Use case
Use Case
Automating Language Detection and Translation
Objective: To automate the process of language detection and translation of user comments in an Excel sheet.
Problem statement: The company receives Excel sheets with user comments in multiple languages. Currently, the process of identifying the language and translating the text into English is performed manually.
Proposed Solution: Utilize HarmonyAI to automate the following steps:
1. Language Detection: The AI will first detect the language of the text in the Excel sheet.
2. Translation: The detected text will then be translated into English.
3. Output Generation: The translated text will be reviewed in the Interact page.
Let’s see how this process can be automated.
Setup the HarmonyAI Queues:
1. Login to the RobilityManager and navigate to your tenant.
2. Go to your projects and click on “Interact Workflow” option.
3. Select the “Project configuration” menu and navigate to “Queues”.
a. Ensure that the “HarmonyAI” is activated in your tenant. Click here to know how.
4. Provide the queue name as “LDT process”.
5. Choose the queue type as “Azure Open AI” under “GenerativeAI” model in HarmonyAI.

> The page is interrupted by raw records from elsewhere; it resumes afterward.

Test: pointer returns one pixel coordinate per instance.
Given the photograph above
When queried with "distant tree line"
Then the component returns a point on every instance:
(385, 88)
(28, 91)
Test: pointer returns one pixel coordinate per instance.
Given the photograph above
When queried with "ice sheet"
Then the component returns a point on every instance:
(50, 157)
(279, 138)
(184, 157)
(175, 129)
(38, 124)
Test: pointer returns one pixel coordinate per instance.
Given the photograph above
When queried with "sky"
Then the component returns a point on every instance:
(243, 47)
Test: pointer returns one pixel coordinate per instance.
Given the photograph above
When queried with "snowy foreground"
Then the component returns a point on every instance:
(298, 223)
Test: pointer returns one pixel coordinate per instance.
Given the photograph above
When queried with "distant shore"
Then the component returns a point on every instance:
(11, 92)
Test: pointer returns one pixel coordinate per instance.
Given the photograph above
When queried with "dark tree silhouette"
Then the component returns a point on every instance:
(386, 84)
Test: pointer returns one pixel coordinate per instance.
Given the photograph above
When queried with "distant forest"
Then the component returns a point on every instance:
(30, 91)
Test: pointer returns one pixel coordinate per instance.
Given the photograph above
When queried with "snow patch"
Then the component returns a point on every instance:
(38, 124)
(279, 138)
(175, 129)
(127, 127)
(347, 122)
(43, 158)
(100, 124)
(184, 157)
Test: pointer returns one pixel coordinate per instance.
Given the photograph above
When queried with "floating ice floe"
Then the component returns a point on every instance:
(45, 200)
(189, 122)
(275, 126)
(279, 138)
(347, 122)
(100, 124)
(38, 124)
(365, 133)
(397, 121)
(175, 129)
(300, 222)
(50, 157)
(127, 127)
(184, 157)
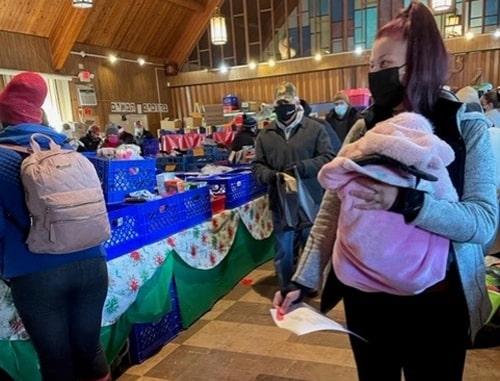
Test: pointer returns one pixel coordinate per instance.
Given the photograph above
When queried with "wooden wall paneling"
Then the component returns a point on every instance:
(127, 24)
(247, 38)
(97, 29)
(190, 36)
(31, 52)
(29, 17)
(189, 4)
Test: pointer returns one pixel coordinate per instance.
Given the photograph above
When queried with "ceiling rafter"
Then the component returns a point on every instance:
(197, 26)
(189, 4)
(61, 40)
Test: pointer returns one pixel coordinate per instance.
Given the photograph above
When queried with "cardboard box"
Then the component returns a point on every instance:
(192, 122)
(213, 114)
(172, 125)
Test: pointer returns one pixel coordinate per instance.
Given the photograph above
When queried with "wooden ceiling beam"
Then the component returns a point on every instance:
(189, 4)
(195, 28)
(65, 31)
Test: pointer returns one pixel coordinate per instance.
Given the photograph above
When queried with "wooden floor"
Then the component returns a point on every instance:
(238, 341)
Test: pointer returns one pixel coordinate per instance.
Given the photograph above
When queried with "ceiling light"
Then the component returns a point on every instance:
(218, 30)
(223, 68)
(82, 3)
(441, 5)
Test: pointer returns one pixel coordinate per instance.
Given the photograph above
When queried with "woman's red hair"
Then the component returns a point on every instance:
(426, 57)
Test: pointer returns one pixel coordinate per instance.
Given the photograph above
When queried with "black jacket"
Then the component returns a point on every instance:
(444, 120)
(308, 148)
(91, 143)
(334, 138)
(245, 137)
(343, 126)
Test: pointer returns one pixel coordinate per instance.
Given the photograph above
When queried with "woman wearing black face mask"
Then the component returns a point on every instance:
(423, 335)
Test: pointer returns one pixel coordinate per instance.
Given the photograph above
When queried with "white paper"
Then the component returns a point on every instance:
(304, 319)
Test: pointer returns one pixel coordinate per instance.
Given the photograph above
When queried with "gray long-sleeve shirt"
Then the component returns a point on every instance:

6. Once the queue type has been chosen, select the “Azure OpenAI” to launch the playground.
Configuring the AI Agent:
Now, in the “AI Agent” window, we are going to use a pre-built model and use it right away to achieve the expected output by defining instructions in the system prompt. The AI Agent is where you can integrate with the chosen model and test the results. In this case, we have selected the model type “Azure OpenAI.”
1. In the “Accelerators”, choose the service as “Language translator”.
a. Here we are choosing this service to detect and translate the language to English by default.
2. Let’s provide instructions to the AI to generate the required results.
3. In the “System Prompt”, currently it is trained to translate the text into specified target language.
a. Here provide the instructions as below,
“You are a language detection assistant. Your task is to identify the language of text inputs accurately. Ensure that the language detected reflects the actual language used in the text, and provide clear, concise information about the detected language. The detection should be precise, and the results should be easily understandable.”
1. Detect the language of the input text.
2. Translate the input text into the English.
Respond with the detected language and the translated text.
Input:
Text:
Detected Language:”
4. In the “User Prompt”, provide the text as below to test the AI,
“J’avais de grands espoirs pour cet endroit, mais ce fut une déception majeure. La nourriture était fade et pas assez cuite et le service était incroyablement lent. Nous avons attendu plus de 40 minutes pour nos entrées et quand elles sont finalement arrivées, elles étaient froides. Le personnel semblait désintéressé et inutile. Ne vaut vraiment pas son prix.”
5. Now click on “Generate” button.
6. Let’s wait for our responses and choose wisely and click on save.
Once you have chosen the respective model, click on “Save” button. Next you will be listed with taxonym for the fields and then click on save configuration button.
Provide queue access for the respective users and save the project configuration.
Live review of the process:
1. Now, navigate to the “Queues” page in the “Interact workflow” menu.
2. Click on the “HarmonyAI” queue and under the “GenerativeAI” queue, choose the “Azure OpenAI” queue and “LDTProcess” queue will be available.
3. Click on the “Add” option on the top of the page and you will be directed to add the transactions manually.
4. Provide any input text and click on “Submit” button.
5. Now, the cases will be added successfully and then the “HarmonyAI” starts to process the input data and translates them. The output will be moved to the “LDTProcess_Review” queue under the “Processing” queue section.